Donald Trump setzte sich in Szene.

Donald Trump setzte sich in Szene.

In Iowa trafen sich am Samstag einige der republikanischen Möchtegernpräsidentschaftskandidaten. Ted Cruz, Chris Christie, Scott Walker, Rick Perry, Rick Santorum, Dr. Ben Carson, Donald Trump, Newt Gingrich, Mike Huckabee, Carly Fiorina, Sarah Palin und noch ein paar andere. Das ganze lief unter dem Namen „Freedom Summit“, denn hier kamen ja die Freiheitskämpfer schlechthin zusammen. Freiheit dahingehend, dass sie sich deutlich über Präsident Barack Obama äußerten und sich der erzkonservativen und teils verschrobenen „Tea Party“-Bewegung in den Reihen der GOP anbiederten.

Allzuviel neues konnte man nicht hören, außer den typischen Angriffen und Unterstellungen und Verdrehungen. Interssant allerdings waren die Auftritte von Trump und Palin. Donald Trump erklärte gleich mehrmals, er überlege sehr ernsthaft zu kandidieren. Die Frontrunner in der Partei, Jeb Bush und Mitt Romney, bezeichnete er unter dem Applaus des Publikums als nicht fähig Veränderungen zu bringen. Der eine sei zu lasch in Fragen der Einwanderung, der andere habe seine Chance gehabt und sie verbockt. Nur er und er allein könne Amerika wieder auf Kurs bringen. Seine Geschäftserfahrungen prädestinierten ihn und nur ihn allein für den Job im Oval Office.

Beim "Freedom Summit" durfte auch Sarah Palin nicht fehlen.

Beim „Freedom Summit“ durfte auch Sarah Palin nicht fehlen.

Donald Trump liebt Donald Trump. Er badet geradezu im Scheinwerferlicht auf der Bühne, wälzt sich genüßlich in den eigenen Worten, zeichnet quasi ein politisches Aktbild von sich. Natürlich sexy und unwiderstehlich! Trump ist ein Narzist sondergleichen. Fremdschämen ist angesagt. Man ist als Zuschauer peinlich berührt, wie dieser Mann mit eigenwilliger Haarpracht sich selbst in den höchsten Tönen lobt. Schlimm ist an seinem Auftritt, dass er nicht nur ernsthaft androht zu kandidieren, Trump meint auch noch, er habe sehr gute Chancen zu gewinnen.

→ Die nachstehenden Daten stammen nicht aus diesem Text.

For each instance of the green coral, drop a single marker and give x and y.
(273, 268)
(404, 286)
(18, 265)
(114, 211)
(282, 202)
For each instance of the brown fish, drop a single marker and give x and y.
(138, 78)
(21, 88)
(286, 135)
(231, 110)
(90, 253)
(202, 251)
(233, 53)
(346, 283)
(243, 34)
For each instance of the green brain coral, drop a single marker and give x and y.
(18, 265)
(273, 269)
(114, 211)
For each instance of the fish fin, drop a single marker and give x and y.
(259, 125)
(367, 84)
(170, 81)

Und dann ist da Sarah Palin. Mal wieder. Sie erklärte in den letzten Tagen so ganz nebenbei, dass sie „sehr interessiert“ daran sei zu kandidieren. Sofort springen die amerikanischen Medien und erklären sie gleich zu einer ernsthaften Kandidatin. Und gerade das ist Palin nicht. Das war sie noch nie, auch wenn die Teeparteisoldaten und sie selbst es gerne anders hätten. Palin war Bürgermeisterin in der Kleinstadt Wasilla in Alaska, danach noch nicht mal für eine Amtsperiode Gouverneurin des Bundesstaates. Auffällig wurde sie erst als Vize-Präsidentschaftskandidatin an der Seite von John McCain im Wahlkampf 2008. Auffällig vor allem durch ihre politischen Äußerungen, wie etwa, sie habe internationale Erfahrungen, weil sie Russland von Alaska aus sehen könne.

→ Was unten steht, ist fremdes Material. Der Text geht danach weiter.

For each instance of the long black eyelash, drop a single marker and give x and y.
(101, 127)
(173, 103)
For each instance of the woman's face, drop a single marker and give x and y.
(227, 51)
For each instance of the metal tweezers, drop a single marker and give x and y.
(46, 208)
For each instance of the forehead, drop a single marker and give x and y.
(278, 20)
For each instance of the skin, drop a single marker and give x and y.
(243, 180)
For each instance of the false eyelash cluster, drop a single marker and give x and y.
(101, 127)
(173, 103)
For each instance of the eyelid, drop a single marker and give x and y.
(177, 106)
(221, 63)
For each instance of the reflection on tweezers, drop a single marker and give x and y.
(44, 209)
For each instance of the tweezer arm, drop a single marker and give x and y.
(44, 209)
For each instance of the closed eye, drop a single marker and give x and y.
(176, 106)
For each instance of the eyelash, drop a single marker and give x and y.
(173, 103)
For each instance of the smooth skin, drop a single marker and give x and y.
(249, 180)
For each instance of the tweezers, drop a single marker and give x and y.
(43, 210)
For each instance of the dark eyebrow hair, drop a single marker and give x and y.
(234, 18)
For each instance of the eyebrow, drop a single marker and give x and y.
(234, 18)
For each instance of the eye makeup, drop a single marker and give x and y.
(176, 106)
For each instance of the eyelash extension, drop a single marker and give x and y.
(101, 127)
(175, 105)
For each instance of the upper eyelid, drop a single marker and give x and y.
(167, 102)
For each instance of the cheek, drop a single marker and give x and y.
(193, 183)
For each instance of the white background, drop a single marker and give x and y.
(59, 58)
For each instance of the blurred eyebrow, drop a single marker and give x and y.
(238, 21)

Sarah Palin hört sich, wie auch Donald Trump, am liebsten selbst. Die ‚Tea Party“ Aktivisten lieben sie, warum ist unerklärbar. Politisch ist Palin ein Nobody, die außer großem Getöse und Schlagworten keine Inhalte bieten kann. Sie und Trump werden sicherlich nicht 2017 im Oval Office Platz nehmen. Und falls doch, falls wirklich das Unvorstellbare passieren sollte, es nicht mit rechten Dingen zugeht, Ostern und Weihnachten auf einen Tag fallen, Barack Obama sich doch noch als wiederauferstandener Adolf Hitler oder Joseph Stalin outen sollte, dann, ja dann, habe ich immer noch meinen deutschen Pass, um das Land der unbegrenzten Möglichkeiten auf dem schnellsten Weg zu verlassen.